What Do Supervised and Unsupervised Actually Mean in Machine Learning?
In machine learning there are many umbrellas that refer to different processes or set ups for the “learning” to take place. Today’s discussion will surround two commonly used umbrella terms, supervised and unsupervised learning. In this case the process or set up being referred to actually lays within the raw data itself.
When setting up a machine learning project, there are a few considerations that shape the nature of the project. The first is the type of data available, either categorical or continuous. The second is whether or not a ground truth is available. It should be noted that not all numerical data is continuous. The commonly used Likert scale testing, answering a question with a response of 1 to 5 with one being the worst and five being the best, is actually categorical data, because there is no float type, like 1.5034, answer possible. This 1.5034 response would be sorted into either the 1 or the 2 category, making the data type categorical. Whereas in the continuous datatype, any number along a number line or curve is a valid data point. An example of categorical data in the field of oil and gas, specifically in drilling, is lithology. An example of continuous data would be something like mechanical specific energy (mse) or weight on bit (wob). Whether the type of data is categorical or continuous is only one consideration. Additionally, there needs to be a decision about whether or not there is some sort of “ground truth” associated with the data.
This “ground truth” functions like an answer key in that you, as the human, already know the correct answer before asking the question of an artificial intelligence or constructing the machine learning model. One version of this is having labeled data available for categorical data, such as having the lithology determined for every depth when trying to classify lithology. Another version would be having something like a wire line log available to compare a predicted wire line log against. Having this ground truth available for use, means that a supervised machine learning model can be selected. Otherwise when this type of “ground truth” data is not available, the options for a machine learning project are restricted to only unsupervised machine learning techniques. If you have this answer key, you can choose either a supervised or unsupervised approach, or sometimes both, to see which will yield better results, and you can actually use both to have them compete against each other in a reinforcement learning scenario. Basically, if you start with some knowledge that is reliable in the real world, a “ground truth”, then you have more options in creating your artificial world using machine learning.
With this in mind, data quality is a huge consideration when embarking on a project. If there is partial labeled data available, is it enough to construct a supervised learning model? Or would an unsupervised approach be better with wider access to include the unlabeled data? One way to assist in making these decisions is to consider the problem being addressed. Has any work been done before to connect any of the variables or features at play?
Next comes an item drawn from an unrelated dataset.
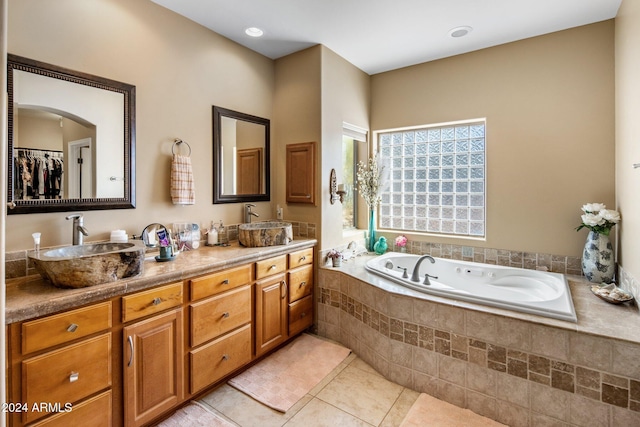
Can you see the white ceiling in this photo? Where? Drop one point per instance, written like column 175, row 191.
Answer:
column 382, row 35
What is the nature of this relationship? Is it predictable? In the case of oil and gas, which uses geomechanical properties that have been studied for over a century, often times this answer lies within the physical relationships being studied. Meaning that sometimes, there’s a way to solve for a missing label algebraically. This takes some time in writing the code to execute that formula, but also it means working closely with someone like a petroleum engineer to make sure that all of those geomechanical relationships are being referenced and used appropriately. There’s also the additional step of associating that newly solved for label with the dataset being worked with. But this would take a dataset previously only being able to be used in unsupervised learning to having more options under a labeled dataset, now under the supervised learning umbrella.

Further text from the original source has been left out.